Strategy(旧MicroStrategy)
2025年に社名をStrategyへ変更し、優先株(STRK 8%、STRF 10%、STRD 10%等)とATM増資・転換社債を組み合わせてBTCを積み増し、保有は約62.9万BTCに達する。高利回り優先株の配当原資を市場調達に依存する側面があり、NAV超過の株式プレミアムが資本戦略の前提となる。
Tesla/Block/NEXON
Teslaは11,509BTCを維持し、Q2時点の時価は約12億ドル。
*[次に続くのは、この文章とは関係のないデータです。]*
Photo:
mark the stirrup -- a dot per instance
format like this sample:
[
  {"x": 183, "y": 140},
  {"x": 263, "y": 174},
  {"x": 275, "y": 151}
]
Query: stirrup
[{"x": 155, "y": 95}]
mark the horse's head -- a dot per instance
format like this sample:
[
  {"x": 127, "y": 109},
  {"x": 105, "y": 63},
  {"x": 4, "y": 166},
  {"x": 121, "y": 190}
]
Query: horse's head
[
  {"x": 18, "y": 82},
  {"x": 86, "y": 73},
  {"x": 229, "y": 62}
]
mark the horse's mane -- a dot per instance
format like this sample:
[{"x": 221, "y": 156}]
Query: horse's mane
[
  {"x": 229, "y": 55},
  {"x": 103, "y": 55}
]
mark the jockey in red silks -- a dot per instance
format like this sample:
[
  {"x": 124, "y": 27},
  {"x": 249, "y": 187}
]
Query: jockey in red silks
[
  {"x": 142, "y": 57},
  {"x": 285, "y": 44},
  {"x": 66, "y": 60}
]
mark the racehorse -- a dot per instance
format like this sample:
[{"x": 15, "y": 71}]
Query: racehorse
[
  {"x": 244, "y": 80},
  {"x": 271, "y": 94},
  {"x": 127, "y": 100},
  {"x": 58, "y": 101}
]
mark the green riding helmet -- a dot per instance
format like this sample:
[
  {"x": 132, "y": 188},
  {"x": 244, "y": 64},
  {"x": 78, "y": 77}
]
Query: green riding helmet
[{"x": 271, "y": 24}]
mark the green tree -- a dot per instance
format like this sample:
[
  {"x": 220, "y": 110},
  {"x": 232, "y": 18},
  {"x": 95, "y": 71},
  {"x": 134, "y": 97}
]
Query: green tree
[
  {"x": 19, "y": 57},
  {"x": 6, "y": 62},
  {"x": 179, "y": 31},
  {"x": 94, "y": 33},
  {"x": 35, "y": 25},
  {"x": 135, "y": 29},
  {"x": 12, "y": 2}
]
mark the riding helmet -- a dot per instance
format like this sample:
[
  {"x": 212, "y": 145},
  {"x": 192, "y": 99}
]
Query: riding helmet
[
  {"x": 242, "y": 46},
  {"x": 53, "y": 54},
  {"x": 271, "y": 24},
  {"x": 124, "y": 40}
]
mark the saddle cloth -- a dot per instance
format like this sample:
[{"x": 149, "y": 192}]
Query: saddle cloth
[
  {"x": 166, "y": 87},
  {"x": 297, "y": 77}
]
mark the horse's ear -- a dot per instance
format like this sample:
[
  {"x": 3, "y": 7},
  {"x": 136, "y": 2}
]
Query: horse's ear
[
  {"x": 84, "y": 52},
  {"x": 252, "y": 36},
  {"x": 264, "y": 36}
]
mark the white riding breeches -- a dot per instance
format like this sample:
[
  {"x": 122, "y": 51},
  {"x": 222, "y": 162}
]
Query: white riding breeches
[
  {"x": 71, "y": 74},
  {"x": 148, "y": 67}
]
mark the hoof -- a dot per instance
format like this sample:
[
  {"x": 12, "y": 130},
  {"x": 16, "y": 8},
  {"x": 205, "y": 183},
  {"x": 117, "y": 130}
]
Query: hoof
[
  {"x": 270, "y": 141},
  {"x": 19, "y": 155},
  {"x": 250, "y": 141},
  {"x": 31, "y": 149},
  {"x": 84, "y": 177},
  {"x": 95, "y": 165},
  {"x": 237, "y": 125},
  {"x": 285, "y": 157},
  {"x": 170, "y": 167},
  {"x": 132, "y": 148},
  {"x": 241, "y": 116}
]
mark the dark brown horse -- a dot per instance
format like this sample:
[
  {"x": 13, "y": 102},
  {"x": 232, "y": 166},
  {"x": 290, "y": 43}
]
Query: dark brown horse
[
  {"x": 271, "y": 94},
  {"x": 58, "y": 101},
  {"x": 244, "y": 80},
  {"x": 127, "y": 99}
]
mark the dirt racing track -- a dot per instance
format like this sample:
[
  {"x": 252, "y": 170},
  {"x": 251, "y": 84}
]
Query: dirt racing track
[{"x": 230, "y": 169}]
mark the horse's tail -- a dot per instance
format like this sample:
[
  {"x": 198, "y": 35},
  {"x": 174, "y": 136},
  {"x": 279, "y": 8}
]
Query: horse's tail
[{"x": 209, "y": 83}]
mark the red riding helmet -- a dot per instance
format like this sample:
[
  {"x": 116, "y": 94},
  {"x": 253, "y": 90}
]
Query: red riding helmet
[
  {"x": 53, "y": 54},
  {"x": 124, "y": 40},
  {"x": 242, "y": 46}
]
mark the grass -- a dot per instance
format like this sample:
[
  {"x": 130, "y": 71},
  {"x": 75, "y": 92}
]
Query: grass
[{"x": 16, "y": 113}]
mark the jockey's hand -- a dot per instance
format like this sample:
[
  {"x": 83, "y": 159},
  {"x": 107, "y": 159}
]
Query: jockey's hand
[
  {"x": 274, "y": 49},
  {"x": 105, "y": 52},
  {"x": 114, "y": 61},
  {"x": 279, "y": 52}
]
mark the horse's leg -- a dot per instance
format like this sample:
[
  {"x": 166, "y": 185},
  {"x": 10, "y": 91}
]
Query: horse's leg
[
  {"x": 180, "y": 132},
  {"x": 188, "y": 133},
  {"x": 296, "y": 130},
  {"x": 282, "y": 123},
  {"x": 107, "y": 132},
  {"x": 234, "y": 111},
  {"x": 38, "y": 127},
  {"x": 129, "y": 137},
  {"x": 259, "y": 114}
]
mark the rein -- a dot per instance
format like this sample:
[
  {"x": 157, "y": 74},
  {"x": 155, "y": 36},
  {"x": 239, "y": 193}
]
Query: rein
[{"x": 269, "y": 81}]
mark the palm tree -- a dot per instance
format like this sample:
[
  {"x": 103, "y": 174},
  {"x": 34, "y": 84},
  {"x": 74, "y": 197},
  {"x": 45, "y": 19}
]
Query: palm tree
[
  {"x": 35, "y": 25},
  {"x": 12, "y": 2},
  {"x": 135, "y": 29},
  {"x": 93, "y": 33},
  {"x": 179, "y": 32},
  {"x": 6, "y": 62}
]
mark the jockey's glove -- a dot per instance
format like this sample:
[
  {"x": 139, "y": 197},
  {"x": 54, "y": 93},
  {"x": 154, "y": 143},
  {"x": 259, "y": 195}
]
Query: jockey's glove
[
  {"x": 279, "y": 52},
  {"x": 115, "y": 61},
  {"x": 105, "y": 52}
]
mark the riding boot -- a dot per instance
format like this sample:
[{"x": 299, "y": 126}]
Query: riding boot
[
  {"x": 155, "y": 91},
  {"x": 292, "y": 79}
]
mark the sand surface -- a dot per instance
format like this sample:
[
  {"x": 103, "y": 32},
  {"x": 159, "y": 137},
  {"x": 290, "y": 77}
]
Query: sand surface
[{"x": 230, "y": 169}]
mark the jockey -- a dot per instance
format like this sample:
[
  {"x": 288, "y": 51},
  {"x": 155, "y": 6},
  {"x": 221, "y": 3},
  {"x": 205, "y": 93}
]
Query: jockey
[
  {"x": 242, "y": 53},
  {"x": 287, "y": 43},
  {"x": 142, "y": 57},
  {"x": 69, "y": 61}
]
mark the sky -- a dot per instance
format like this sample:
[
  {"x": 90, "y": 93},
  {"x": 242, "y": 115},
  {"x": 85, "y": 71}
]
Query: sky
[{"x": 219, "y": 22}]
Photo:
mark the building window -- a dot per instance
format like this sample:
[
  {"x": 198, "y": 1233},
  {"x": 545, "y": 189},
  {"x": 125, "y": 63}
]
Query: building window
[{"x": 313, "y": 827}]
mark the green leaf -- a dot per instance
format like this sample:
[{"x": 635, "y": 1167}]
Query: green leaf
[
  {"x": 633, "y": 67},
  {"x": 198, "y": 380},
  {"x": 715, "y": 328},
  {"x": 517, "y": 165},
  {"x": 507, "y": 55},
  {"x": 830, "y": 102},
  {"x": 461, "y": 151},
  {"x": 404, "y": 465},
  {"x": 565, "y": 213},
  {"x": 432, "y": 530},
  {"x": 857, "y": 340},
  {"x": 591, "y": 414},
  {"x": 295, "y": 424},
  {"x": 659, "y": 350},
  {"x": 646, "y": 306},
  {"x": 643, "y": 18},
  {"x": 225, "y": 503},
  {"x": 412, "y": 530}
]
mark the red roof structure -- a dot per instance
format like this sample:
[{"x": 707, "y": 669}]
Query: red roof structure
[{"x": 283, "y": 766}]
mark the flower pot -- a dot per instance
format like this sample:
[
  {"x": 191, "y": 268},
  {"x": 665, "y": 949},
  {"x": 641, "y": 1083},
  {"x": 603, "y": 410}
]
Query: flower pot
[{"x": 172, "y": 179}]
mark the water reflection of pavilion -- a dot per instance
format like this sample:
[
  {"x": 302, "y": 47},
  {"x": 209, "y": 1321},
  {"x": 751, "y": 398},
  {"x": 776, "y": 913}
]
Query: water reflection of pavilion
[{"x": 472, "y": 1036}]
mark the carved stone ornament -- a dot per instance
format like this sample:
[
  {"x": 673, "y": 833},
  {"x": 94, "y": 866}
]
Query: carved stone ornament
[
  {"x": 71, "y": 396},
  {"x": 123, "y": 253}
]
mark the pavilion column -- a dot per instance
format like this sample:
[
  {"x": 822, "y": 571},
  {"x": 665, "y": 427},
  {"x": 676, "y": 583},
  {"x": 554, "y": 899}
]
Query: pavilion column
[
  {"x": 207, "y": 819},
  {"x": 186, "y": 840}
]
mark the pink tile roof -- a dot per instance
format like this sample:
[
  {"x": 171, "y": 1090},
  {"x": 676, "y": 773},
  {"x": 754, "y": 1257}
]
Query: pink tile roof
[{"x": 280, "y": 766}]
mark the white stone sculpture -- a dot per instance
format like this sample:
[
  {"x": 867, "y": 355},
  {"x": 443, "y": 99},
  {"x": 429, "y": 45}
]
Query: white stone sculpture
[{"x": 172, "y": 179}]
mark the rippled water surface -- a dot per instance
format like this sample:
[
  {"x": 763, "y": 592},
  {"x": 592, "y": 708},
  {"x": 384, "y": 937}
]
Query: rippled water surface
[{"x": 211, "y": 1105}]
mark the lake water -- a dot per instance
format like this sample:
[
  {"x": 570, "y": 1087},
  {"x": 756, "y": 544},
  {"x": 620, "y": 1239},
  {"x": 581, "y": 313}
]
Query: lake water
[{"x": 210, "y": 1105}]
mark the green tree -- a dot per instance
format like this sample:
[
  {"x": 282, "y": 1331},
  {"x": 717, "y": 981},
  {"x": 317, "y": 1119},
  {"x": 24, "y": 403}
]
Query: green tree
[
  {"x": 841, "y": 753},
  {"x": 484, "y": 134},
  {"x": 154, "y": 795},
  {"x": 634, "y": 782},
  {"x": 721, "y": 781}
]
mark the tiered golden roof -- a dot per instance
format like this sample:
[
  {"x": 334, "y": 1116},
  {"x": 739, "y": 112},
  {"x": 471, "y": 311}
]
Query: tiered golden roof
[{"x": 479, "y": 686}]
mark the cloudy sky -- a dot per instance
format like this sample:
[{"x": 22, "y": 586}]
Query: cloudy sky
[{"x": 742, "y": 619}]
Blockは8,692BTCを保有し、10-Qに保有・原価の詳細開示を行う。NEXONは2021年に1,717BTC(約1.1百億円)を取得したがその後は積極な買い増しは限定的で、各社の「集中」と「分散」の姿勢が異なる。
▽ FAQ
Q. 8月18日の購入はどのくらいの規模?
A. 775BTC(平均$120,006)で約1,373億円、累計18,888BTC。一次情報の開示に基づく数字だ。
Q. 累計取得原価と平均取得単価は?
A. 取得原価は約19.4億ドル、平均$102,653/BTC。直近価格で含み益状態にある。
Q. NAV(現在価値)の目安は?
A. 価格約$117,543前提で約21.8億ドル。BTC相場に連動して変動する。
Q. 調達は何で支えた?
A. EVO FUND向けのゼロクーポン社債や新株予約権で、2025年累計で約350億円+1.21億ドル超。
■ ニュース解説
775BTCの追加取得で累計18,888BTCとなり取得原価約19.4億ドルが積み上がったため、時価NAVは約21.8億ドル規模へ拡大した一方で、希薄化や価格下落時の評価損リスクも同時に高まった。
投資家の視点:短期はボラティリティ管理(ポジションサイズ、損益許容度、イベント日程)を重視し、中期は資本政策(希薄化ペース、社債償還能力、BTCカストディ体制)を点検したい。マクロ(物価・金利)とBTC需給の二軸で前提を更新し続けることが肝要だ。
※本稿は投資助言ではありません。